Во все четыре стороны каждый день Аленка и Кукин делали высылки. Мирон, Еремка, Савва, Васька, Федька Сидоров водили сотни на прорыв. И всюду их ждали, встречали пушечным боем, ружейными залпами. Пробовали прорываться ночами—то же самое. Сама Аленка решила попытать счастья — повела большой отряд без дорог в сторону реки Алатырь. Там, по слухам, царской рати не было, она стояла по дорогам, по деревням. Но и тут неожиданно появились заслоны. Стало ясно, кто-то их предает. Про Ваську никто не думал — он тоже водил высылки и тоже возвращался битым.
Голодные, худо одетые, озлобленные повстанцы не знали покоя ни днем, ни ночью. Юрий Долгорукий трижды посылал в осажденный город монахов, предлагал, призывал не проливать бесполезно кровь, но Аленка твердила одно: «Умрем, но не сдадимся». Монахи возвращались и доносили: «Баба зело злюща, тверда, яко кремень. Пока она там, город не сдадут. А грацкие-ае лутшие люди, кои к
воровским людям не приставали, хотят бить тебе челом». Из Кадом а Логину последовал указ — бабу Аленку словить.. Наконец, корма, захваченные в Веденяпино, все вышли, в городе начался настоящий голод. Кошек и собак уже съели, принялись ловить крыс. Все чаще стали раздаваться голоса о тщетности сидения. Савва в воскресенье начал служить в храме обедню, сказал горячую проповедь, велел людям уповать на милость божью, на помощь зимы. Ибо в войсках царя было также голодно. Хлеба не было нигде —от Волги до Оки. Обозы с зерном, запрошенные царем из южных мест, не приходили и, как видно, не придут. Ибо вся белгородская черта тоже охвачена бунтом.
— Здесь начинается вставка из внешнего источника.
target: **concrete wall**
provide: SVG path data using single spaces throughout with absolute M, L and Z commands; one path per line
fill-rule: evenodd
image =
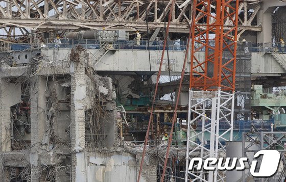
M 21 85 L 7 83 L 0 79 L 0 127 L 2 151 L 11 150 L 10 107 L 21 100 Z
M 277 76 L 285 71 L 270 54 L 252 53 L 251 72 L 253 75 Z
M 121 154 L 90 154 L 86 168 L 88 181 L 127 182 L 136 181 L 139 171 L 140 160 L 128 152 Z M 154 182 L 157 179 L 157 167 L 147 160 L 140 181 Z

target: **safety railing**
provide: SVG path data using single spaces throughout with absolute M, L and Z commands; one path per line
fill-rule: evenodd
M 103 43 L 108 42 L 109 47 L 118 50 L 125 49 L 141 49 L 162 50 L 164 41 L 162 40 L 154 40 L 148 41 L 141 40 L 140 44 L 137 45 L 136 40 L 96 40 L 91 39 L 60 39 L 60 41 L 56 39 L 48 39 L 46 40 L 45 45 L 48 48 L 59 47 L 60 48 L 72 48 L 78 44 L 81 45 L 86 49 L 99 49 Z M 56 42 L 58 41 L 58 42 Z M 168 46 L 165 50 L 185 50 L 186 49 L 186 41 L 168 41 Z
M 108 42 L 109 47 L 118 50 L 139 49 L 148 50 L 162 50 L 163 47 L 163 40 L 148 41 L 142 39 L 140 44 L 137 45 L 136 40 L 96 40 L 94 39 L 46 39 L 45 42 L 38 44 L 30 44 L 28 43 L 0 43 L 0 51 L 25 50 L 27 49 L 39 48 L 68 48 L 71 49 L 78 44 L 81 45 L 85 49 L 99 49 L 101 45 L 106 42 Z M 237 42 L 237 50 L 243 50 L 245 47 L 248 47 L 251 52 L 285 53 L 286 46 L 282 47 L 279 43 L 253 43 L 250 42 Z M 214 42 L 209 41 L 210 45 L 214 46 Z M 213 44 L 213 45 L 212 45 Z M 201 45 L 195 43 L 196 48 L 200 47 Z M 187 41 L 181 40 L 170 40 L 168 41 L 168 46 L 165 50 L 171 51 L 184 51 L 186 49 Z M 199 51 L 204 51 L 205 47 L 202 47 Z

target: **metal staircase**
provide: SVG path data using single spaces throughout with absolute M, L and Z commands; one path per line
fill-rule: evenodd
M 113 47 L 112 44 L 110 41 L 101 42 L 99 51 L 94 55 L 96 61 L 94 66 L 96 66 L 109 51 L 116 50 Z
M 286 58 L 281 54 L 279 54 L 278 56 L 277 55 L 276 53 L 274 51 L 271 53 L 271 55 L 283 69 L 286 71 Z M 283 58 L 281 58 L 281 57 L 283 57 Z

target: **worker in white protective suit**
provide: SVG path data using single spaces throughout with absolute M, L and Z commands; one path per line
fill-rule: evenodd
M 137 42 L 137 45 L 140 45 L 140 39 L 141 38 L 141 34 L 139 33 L 139 32 L 136 32 L 136 40 Z

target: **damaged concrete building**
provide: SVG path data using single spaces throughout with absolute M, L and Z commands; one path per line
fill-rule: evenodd
M 223 31 L 206 29 L 226 4 Z M 248 168 L 190 172 L 188 163 L 219 145 L 217 158 L 249 153 L 248 132 L 286 136 L 285 8 L 272 0 L 0 1 L 0 181 L 262 180 Z M 233 30 L 220 42 L 229 45 L 225 64 L 236 61 L 223 73 L 233 101 L 213 122 L 216 106 L 201 101 L 214 94 L 191 97 L 200 83 L 190 80 L 216 75 L 215 37 Z M 259 147 L 280 150 L 268 179 L 278 181 L 286 140 L 268 134 L 273 145 Z
M 111 79 L 94 72 L 81 45 L 67 62 L 56 50 L 26 66 L 2 62 L 1 180 L 135 180 L 140 157 L 121 148 Z M 145 171 L 156 180 L 152 160 Z

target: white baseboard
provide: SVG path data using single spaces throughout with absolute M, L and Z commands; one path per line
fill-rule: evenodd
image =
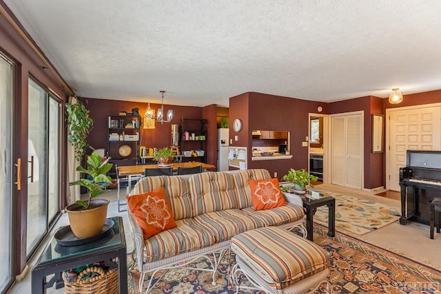
M 366 192 L 369 192 L 369 193 L 372 193 L 372 192 L 379 192 L 380 191 L 384 191 L 386 190 L 384 189 L 384 187 L 383 186 L 381 187 L 378 187 L 377 188 L 373 188 L 373 189 L 363 189 L 362 191 L 365 191 Z

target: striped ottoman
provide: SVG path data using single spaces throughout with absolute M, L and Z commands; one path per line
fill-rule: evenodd
M 328 283 L 328 253 L 287 230 L 268 227 L 238 234 L 231 241 L 236 264 L 232 279 L 240 288 L 270 293 L 301 293 Z M 243 273 L 252 286 L 240 286 Z

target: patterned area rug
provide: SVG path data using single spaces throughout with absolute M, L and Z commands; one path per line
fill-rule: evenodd
M 340 233 L 329 238 L 326 235 L 327 228 L 314 227 L 315 242 L 329 252 L 329 281 L 334 293 L 441 293 L 440 271 Z M 139 293 L 137 290 L 139 272 L 131 256 L 127 258 L 128 264 L 132 266 L 128 273 L 128 293 Z M 200 260 L 193 266 L 196 264 L 201 266 L 205 262 Z M 209 273 L 183 269 L 164 271 L 154 279 L 158 282 L 150 293 L 234 293 L 235 289 L 228 284 L 226 278 L 228 265 L 228 259 L 224 258 L 219 266 L 215 286 L 212 284 Z M 324 287 L 319 286 L 308 294 L 322 293 L 325 293 Z M 261 294 L 261 292 L 239 291 L 239 293 Z
M 327 193 L 336 198 L 336 229 L 342 233 L 349 231 L 356 235 L 364 235 L 400 218 L 400 213 L 396 207 L 347 195 Z M 314 222 L 327 226 L 327 207 L 317 208 L 314 219 Z

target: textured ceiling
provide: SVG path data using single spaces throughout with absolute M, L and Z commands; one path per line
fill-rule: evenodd
M 441 89 L 439 0 L 4 0 L 81 96 L 228 106 Z

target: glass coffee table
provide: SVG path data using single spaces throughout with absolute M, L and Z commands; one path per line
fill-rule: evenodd
M 305 194 L 298 194 L 303 200 L 303 207 L 306 210 L 306 230 L 308 232 L 307 239 L 314 241 L 314 215 L 317 207 L 326 205 L 328 207 L 328 235 L 336 235 L 336 199 L 324 192 L 308 191 Z
M 105 261 L 106 265 L 118 267 L 119 293 L 127 293 L 127 255 L 123 219 L 110 218 L 113 226 L 105 236 L 90 243 L 76 246 L 60 246 L 54 237 L 48 244 L 32 272 L 32 293 L 45 293 L 57 283 L 63 286 L 61 273 L 70 269 Z M 116 258 L 117 264 L 113 262 Z M 55 274 L 49 281 L 46 276 Z

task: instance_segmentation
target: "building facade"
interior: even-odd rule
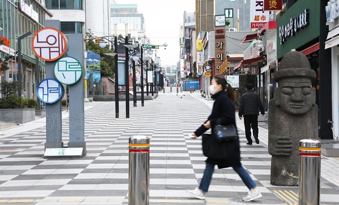
[[[144,36],[146,34],[144,14],[138,13],[136,4],[111,4],[111,30],[114,33],[116,24],[118,34],[125,36],[125,24],[128,24],[128,33],[133,36]]]
[[[40,79],[35,78],[35,57],[31,46],[32,38],[39,30],[43,28],[45,19],[52,15],[45,7],[42,0],[5,0],[0,1],[0,36],[5,42],[0,46],[1,58],[9,57],[9,69],[0,75],[0,79],[16,81],[17,79],[17,38],[31,31],[32,34],[21,41],[22,97],[37,99],[35,87],[44,76],[44,64],[39,63]]]
[[[45,0],[45,3],[53,13],[52,19],[60,21],[61,32],[67,35],[82,33],[86,20],[84,0]]]

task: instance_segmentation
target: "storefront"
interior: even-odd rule
[[[294,4],[277,20],[277,58],[279,62],[285,54],[296,49],[309,59],[311,68],[317,74],[317,80],[312,86],[317,91],[319,136],[324,139],[328,137],[325,133],[328,133],[327,121],[331,119],[326,107],[331,106],[331,102],[327,102],[328,99],[325,96],[331,95],[331,91],[326,85],[329,83],[328,79],[321,73],[326,72],[328,68],[322,68],[320,64],[320,25],[325,23],[320,22],[320,1],[299,0]],[[321,86],[321,78],[324,78]],[[322,133],[322,131],[324,132]]]
[[[21,40],[22,82],[24,98],[36,99],[34,93],[35,79],[35,58],[32,49],[31,40],[36,32],[43,27],[45,19],[52,16],[48,10],[35,0],[5,0],[0,1],[0,36],[5,40],[6,45],[0,49],[0,57],[9,57],[9,69],[1,76],[2,80],[15,81],[17,77],[17,38],[31,31],[32,34]],[[9,51],[6,52],[7,48]],[[39,63],[40,78],[44,76],[44,64]]]
[[[322,22],[329,26],[327,41],[321,46],[325,47],[327,51],[331,52],[332,80],[332,121],[333,123],[334,138],[338,139],[339,136],[339,1],[329,1],[325,8],[322,8],[327,12],[326,22]]]

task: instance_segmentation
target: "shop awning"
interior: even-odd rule
[[[257,58],[251,58],[250,59],[244,60],[242,62],[241,66],[244,68],[248,68],[252,66],[259,65],[260,63],[265,61],[263,56],[259,56]]]
[[[239,67],[241,66],[241,64],[242,64],[242,61],[239,62],[237,65],[235,65],[234,67],[233,67],[233,70],[235,70],[239,68]]]
[[[254,33],[245,36],[244,38],[240,41],[240,44],[246,41],[250,41],[256,40],[258,38],[258,34]]]
[[[310,46],[309,47],[306,48],[306,49],[303,50],[300,52],[304,53],[304,55],[306,55],[319,50],[319,48],[320,48],[319,42],[318,42],[315,44],[313,45]]]
[[[325,42],[325,49],[339,44],[339,36],[332,38]]]
[[[34,58],[31,58],[29,56],[27,56],[25,54],[22,54],[21,55],[22,57],[22,59],[24,59],[28,62],[30,62],[34,64],[35,64],[35,59]],[[44,63],[42,63],[41,62],[39,62],[39,65],[42,67],[43,68],[46,68],[46,65],[45,65]]]

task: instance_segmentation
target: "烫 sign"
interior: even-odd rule
[[[61,83],[73,85],[82,76],[82,66],[74,58],[65,57],[60,58],[54,66],[54,76]]]
[[[264,10],[281,10],[283,9],[283,0],[264,0]]]
[[[47,79],[38,85],[36,94],[40,101],[51,104],[58,101],[62,96],[62,87],[56,80]]]
[[[269,20],[269,13],[264,10],[263,0],[251,0],[251,28],[262,28]]]
[[[67,53],[67,40],[64,34],[53,28],[40,29],[33,37],[33,51],[40,59],[53,61]]]

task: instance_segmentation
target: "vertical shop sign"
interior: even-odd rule
[[[264,9],[264,0],[251,0],[251,28],[261,28],[269,20],[269,11]]]

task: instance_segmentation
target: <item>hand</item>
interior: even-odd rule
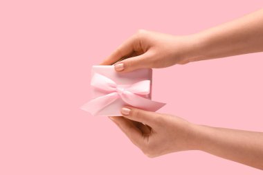
[[[133,107],[121,112],[109,118],[149,157],[196,149],[194,125],[181,118]]]
[[[263,169],[263,133],[194,125],[181,118],[125,107],[109,117],[148,157],[200,150]]]
[[[186,64],[195,57],[197,41],[194,35],[174,36],[140,30],[100,64],[118,62],[115,64],[117,71],[129,72],[142,68]]]

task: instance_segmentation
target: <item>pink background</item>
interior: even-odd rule
[[[79,107],[91,66],[138,29],[197,33],[263,1],[0,1],[0,174],[262,174],[197,151],[148,158]],[[192,122],[262,131],[262,56],[155,69],[153,99]]]

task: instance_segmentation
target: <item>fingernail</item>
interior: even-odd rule
[[[124,107],[121,109],[121,113],[123,115],[126,115],[126,116],[129,115],[130,111],[131,111],[131,109],[127,107]]]
[[[124,64],[123,63],[118,63],[114,65],[115,70],[117,71],[121,71],[124,69]]]
[[[114,120],[114,117],[109,116],[109,118],[111,119],[111,120]]]

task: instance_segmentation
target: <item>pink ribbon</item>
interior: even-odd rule
[[[151,87],[149,80],[143,80],[133,84],[125,84],[126,87],[124,87],[123,84],[117,84],[110,78],[96,73],[91,79],[91,86],[108,93],[105,95],[91,100],[82,107],[83,110],[93,116],[120,98],[132,107],[147,111],[156,111],[165,104],[140,96],[149,93]]]

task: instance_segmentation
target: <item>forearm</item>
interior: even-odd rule
[[[197,149],[263,169],[263,133],[197,125]]]
[[[192,62],[263,51],[263,9],[193,36]]]

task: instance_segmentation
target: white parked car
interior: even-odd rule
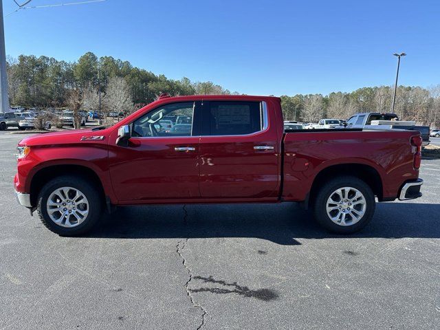
[[[341,122],[338,119],[321,119],[315,129],[337,129],[341,128]]]
[[[35,115],[32,112],[16,112],[19,122],[19,129],[32,129],[35,128]]]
Во время проповеди к Аленке подошел Васька. Его не было видно двое суток, и сейчас он вошел в храм трезвый.
— Где ты пропадал?—тихо спросила Аленка.
— В Заболотье гонял.
— Зачем?
— Сказали, что матка твоя больна. Я чтоб тебя не беспокоить...
— Что с ней?
— Простудилась. На ладан дышит. Тебя зовет.
Аленка, склонившись, прошла к выходу, послала за
кон-ем. На паперть выскочил Еремка, спросил:
— Что стряслось?
— Мать шибко захворала, умирает. Скажи Степану—поеду проститься. Может, вылечу...
— Я с тобой! Мне она тоже мать.
Вскочив на коней, они поскакали в Заболотье. На пути им встретился Мирон. Увидев скачущих во все опор всадников, крикнул:
— Куда?
— Мать больна!—выкрикнула Аленка на ходу.